第2話 カルマ

「お〜い!セツナ〜!」



アリサは先に私の前へと駆け出し、瓦礫の上に立って「はやくきて!」と言わんばかりに手を振っている。




「もっとゆっくりいこうよ、アリサ。」



「だってだって...。」




アリサは口をモゴモゴとしている。

それもそうか、アリサは初めて見回りに行けるのだから。


私だって最初はすごく楽しみにしていた。私にしかできない特別な任務だと思った。



でも現実は違った。



私じゃなくても、誰でもよかった。


私の代わりなんていくらでもいるし、特に幼い子となると元より足でまといだ。つまり捨て駒の中でも最下辺の捨て駒の私は、まんまと政府の手の上で踊り狂い、勝手に絶望しているだけなのだ。



アリサが飼い犬なら私は迷い犬なんだろうな。



アリサは大きく割れたコンクリートが散らばる道をスキップで進む。




冷たい風が、私の背中を押し出した。






☆ - ☆ - ☆






私たちは一面を見渡せる崖まで来ていた。



家を出た時の太陽はもう赤色に染まっていて、奥に見える湖がそれを反射している。



まるで桃源郷のようだった。



割れたガラスも、崩れた瓦礫の中にある錆びた鉄筋も、すべてがこの景色をつくっている。



隣をゆっくりと歩いていたアリサは「よいしょ...」と崖に座ってこちらに視線を送った。
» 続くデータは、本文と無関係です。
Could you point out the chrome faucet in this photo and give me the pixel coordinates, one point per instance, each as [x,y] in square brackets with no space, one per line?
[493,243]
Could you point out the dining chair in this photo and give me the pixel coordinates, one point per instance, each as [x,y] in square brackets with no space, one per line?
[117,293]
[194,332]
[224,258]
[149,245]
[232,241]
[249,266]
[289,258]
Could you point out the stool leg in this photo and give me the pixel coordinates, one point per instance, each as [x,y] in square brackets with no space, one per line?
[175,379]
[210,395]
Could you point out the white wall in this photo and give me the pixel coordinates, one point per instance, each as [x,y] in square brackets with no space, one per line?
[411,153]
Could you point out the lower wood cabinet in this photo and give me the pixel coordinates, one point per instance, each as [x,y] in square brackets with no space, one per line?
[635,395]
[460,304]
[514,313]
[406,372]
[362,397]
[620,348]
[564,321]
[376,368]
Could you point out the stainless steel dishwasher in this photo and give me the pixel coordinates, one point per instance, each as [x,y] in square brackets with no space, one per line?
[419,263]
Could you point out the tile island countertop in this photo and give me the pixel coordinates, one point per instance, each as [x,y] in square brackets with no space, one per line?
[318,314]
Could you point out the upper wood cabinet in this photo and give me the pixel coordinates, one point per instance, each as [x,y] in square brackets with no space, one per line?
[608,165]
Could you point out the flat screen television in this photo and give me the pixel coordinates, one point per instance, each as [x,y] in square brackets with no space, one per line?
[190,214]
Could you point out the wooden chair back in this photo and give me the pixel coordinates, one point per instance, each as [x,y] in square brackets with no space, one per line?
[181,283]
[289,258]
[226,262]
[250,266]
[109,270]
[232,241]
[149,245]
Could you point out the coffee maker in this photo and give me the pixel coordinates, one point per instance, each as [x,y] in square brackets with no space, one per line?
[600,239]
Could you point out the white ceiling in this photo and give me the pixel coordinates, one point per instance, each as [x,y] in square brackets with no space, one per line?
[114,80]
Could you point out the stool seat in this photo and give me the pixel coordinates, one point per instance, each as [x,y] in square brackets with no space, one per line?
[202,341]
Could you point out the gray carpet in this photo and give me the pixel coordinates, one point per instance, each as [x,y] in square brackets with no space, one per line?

「セツナ、ラジオでなにか流そうよ。音楽とかさ…雰囲気ほしくない?」




そういえば、私たちのバッグには万が一の備えとして色々なものが詰めてあった。


政府に用意されたものだったから、何が入っていたか忘れてしまっていたけど。




「うん、アリサの好きなチャンネルでいいよ。」




アリサはやった、というようなガッツポーズをすると、ラジオをカチャカチャといじる。




「ねぇ、これ…どうやってつけるの?」



「アリサ。ラジオくらいは1人で付けられるようになってよ…。とりあえず、私のやり方を見て。」




私はアリサからラジオを借り、細い棒を真っ直ぐ伸ばして側面のボタンを適当に押す。


何度か繰り返しても、ラジオは付かなかった。




「あれ、おかしいなー?壊れてるのかな…。」



「ええっ!やっぱり?」



「アリサ……どうしよう…なんかまずいかも。」



「ぇ。んーと…、叩いてみたらどうかな!」




少し悩んだかと思ったら、アリサは脳筋の選択肢を私に勧めてきた。



私が躊躇っているとアリサが横からラジオに振りかぶろうとする。



すぐに私はアリサの手首を掴んで止めようとした。



「だめだめだめ!アリサは加減を知らないんだからっ!」





精一杯腕を伸ばしたり、背中に回したり、傍からみたらバカバカしいような取っ組み合いを私たちはやっていた。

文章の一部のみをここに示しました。